Commentaries on Ecclesiastes are not overly numerous. Mr. Don Anderson is a new writer to this reviewer and he shows ample promise that much more can be expected from his able pen.
The author’s approach to the book of Ecclesiastes is mainly addressed to those encountering various problems which all too often catch up with folk who have reached “middle life,” presumably around 40 to 50 years of age. Obviously, Solomon is preparing his readers for the inevitable evil days preceding death “when thou shalt say, I have no pleasure in them.” Anderson supposes a lot of professing Christians, or just plain everyday folk, have reached middle life with no buildup of spiritual resources. Things have now taken place in their lives — the unexpected and the tragic — which should awaken those who have been careless to the realities of this mortal life.

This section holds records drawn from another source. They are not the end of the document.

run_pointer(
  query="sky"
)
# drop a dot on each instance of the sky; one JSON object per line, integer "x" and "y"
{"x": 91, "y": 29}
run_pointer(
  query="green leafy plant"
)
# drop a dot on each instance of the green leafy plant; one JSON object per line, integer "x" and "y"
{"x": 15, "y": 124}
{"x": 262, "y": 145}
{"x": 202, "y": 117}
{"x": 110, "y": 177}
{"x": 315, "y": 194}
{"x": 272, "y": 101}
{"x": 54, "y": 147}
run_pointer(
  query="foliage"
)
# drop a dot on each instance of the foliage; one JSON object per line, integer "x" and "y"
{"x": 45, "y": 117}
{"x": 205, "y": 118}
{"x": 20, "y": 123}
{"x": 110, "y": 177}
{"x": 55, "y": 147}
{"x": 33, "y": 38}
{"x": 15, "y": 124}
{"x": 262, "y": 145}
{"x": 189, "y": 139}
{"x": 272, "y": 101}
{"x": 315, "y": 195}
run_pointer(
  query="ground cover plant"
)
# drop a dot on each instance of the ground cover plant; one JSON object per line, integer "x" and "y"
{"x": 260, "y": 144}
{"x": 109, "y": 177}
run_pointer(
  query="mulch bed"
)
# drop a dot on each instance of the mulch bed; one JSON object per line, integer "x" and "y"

Solomon, the Spirit-inspired writer of Ecclesiastes, sees himself caught in the perplexities of middle life and attempting to reason his way through the common dilemmas. Actually, coupled with the fear of God, Solomon comes up only with timely advice. For instance, he warns against womanizing and instead to be always ravished with the wife of one’s youth. He advises taking a middle path as one’s way in this life. He experimented with every conceivable thing calculated to give pleasure and satisfaction, only to come up with the conclusion: “All is vanity.”
At this point Anderson writes: “Nothing of this world will last, but the man who clearly sees past his own funeral service is the man who may well avoid a severe crisis at mid-life” (p. 67). He also writes: “The Bible is far from silent on the subject of mid-life difficulty. In fact, it is my thesis that the Lord, in His infinite wisdom, has provided us with an entire book on the subject: the book of Ecclesiastes” (p. 12).

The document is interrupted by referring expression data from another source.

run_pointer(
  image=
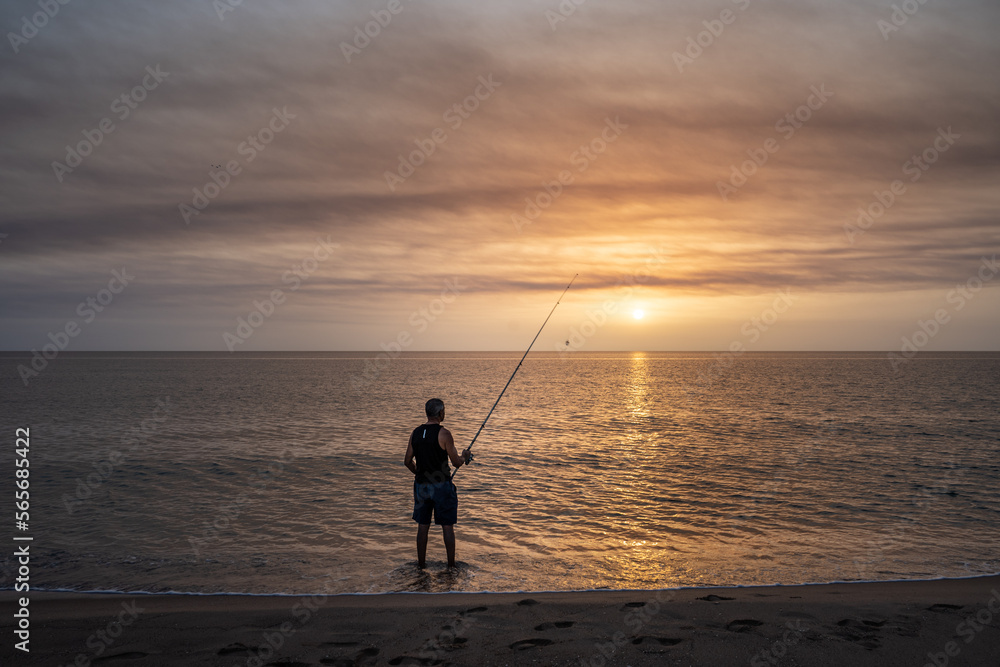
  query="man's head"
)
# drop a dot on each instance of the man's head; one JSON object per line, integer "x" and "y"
{"x": 434, "y": 408}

If the law was a schoolmaster to bring us to Christ, Solomon’s wish reveals the need for the wisdom of the Lord Jesus Christ who could say: “… all things that I have heard of my Father I have made known unto you” (John 15:15). Anderson effectively uses Ecclesiastes as a springboard to plunge into the final answers that can only be found in Christ, the true Light of the world —the Man from above the sun.
Jesus: Lord and Saviour. By F. F. Bruce. Downers Grove. IL: Inter-Varsity Press, 1986. 228 pp. Paper, $7.95.
Professor F. F. Bruce has written much and is recognized internationally as a New Testament scholar. This, one of his latest books, is a survey of Christ’s life and teaching and is full of useful information. It is not too technical to have a general appeal.
Rather than being just a dry, academic treatise, it breathes a rich, personal faith and devotion to Christ. As the preface by Michael Green states, “It is a careful study showing that the fashionable division between the Jesus of history and the Christ of faith is not tenable; and as well as taking us through who Jesus was Professor Bruce stresses who he is in the experience of believers — Son of God, Savior and Lord.”
This is a faith building book. The closing paragraph affirms: “So he remains today: the crucified and risen one, Son of God and Son of Man, Savior of the world and judge of the world, friend of sinners and Lord of all, present now and yet to come, Jesus Christ the same” (p. 207).
—Donald L. Norbie
Majesty: The God You Should Know. By J. Sidlow Baxter. San Bernardino, CA: Here’s Life Publishers, 1984. 229 pp. Cloth, n. p.
With his broad command of the English language, the author illumines the basic passages of Scripture which clearly inform us of the attributes of God. His sovereign love to, in, and through all mankind, His infinite holiness, His matchless grace, and His great faithfulness are all discussed at length with copious Scripture references. As an example of the thoroughness of this work, the divine simile that God is light, with supporting Scripture and the analogy to physical light, is clearly expounded. Seven texts declaring the faithfulness of God are analyzed and expounded. The triunity of God and its extension to the universe and nature is clearly defined. Also, there is an extensive Scripture index for reference purposes.
As an exhaustive exposition of the attributes and nature of God, this book will appeal to all who have a desire to know God as thoroughly as it is humanly possible to do so.
The critical reader will wish there were not so many typographical errors in the book, but this does not detract in the slightest degree from the value of the text for the sincere student of God’s Word.